Nancy Barnes is senior vice president of news and editorial director at National Public Radio.
Barnes has spent nearly 30 years as a reporter, editor and newsroom leader delivering award-winning journalism to the public. Prior to joining NPR, she developed the Houston Chronicle into a metro paper known for national caliber journalism with deep local roots. Under her leadership, the Chronicle won the Pulitzer Prize for Commentary in 2015 for columns about problems in the legal and immigration systems. The Chronicle also won a Polk award, the Selden Ring Award for Investigations, and was a finalist for the Pulitzer Prize in Public Service for a series on how Texas state officials denied tens of thousands of students access to special education services. And in 2018, it was a Pulitzer finalist for its coverage of Hurricane Harvey.

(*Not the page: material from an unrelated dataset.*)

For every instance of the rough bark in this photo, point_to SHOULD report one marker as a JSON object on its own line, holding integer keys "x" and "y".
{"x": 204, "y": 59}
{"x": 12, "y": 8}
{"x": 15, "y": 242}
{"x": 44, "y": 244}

Barnes got her start in journalism as a local general assignment reporter, then moved to the statehouse beat, and soon after to progressively more senior news management roles. During her tenure at the Chronicle, she has overseen all print and digital subscriber products and dozens of weekly newspapers, as well as the creation of new products to develop new audiences, including specialty publications, topical newsletters and podcasts. Previously, she served as executive editor at the Minneapolis Star Tribune Media Company, where she directed award-winning journalism that led to the Pulitzer Prize for local news in 2013, Gerald Loeb Awards for business reporting, Edward R. Murrow award for general excellence, Silver Gavel for newspapers, regional Emmys, and other recognitions.
Barnes has a master's degree in business administration from the Kenan-Flagler Business School, University of North Carolina and a bachelor's degree from the University of Virginia. She is co-president of the News Leaders Association, and a member of the Pulitzer Prize Board, Columbia University.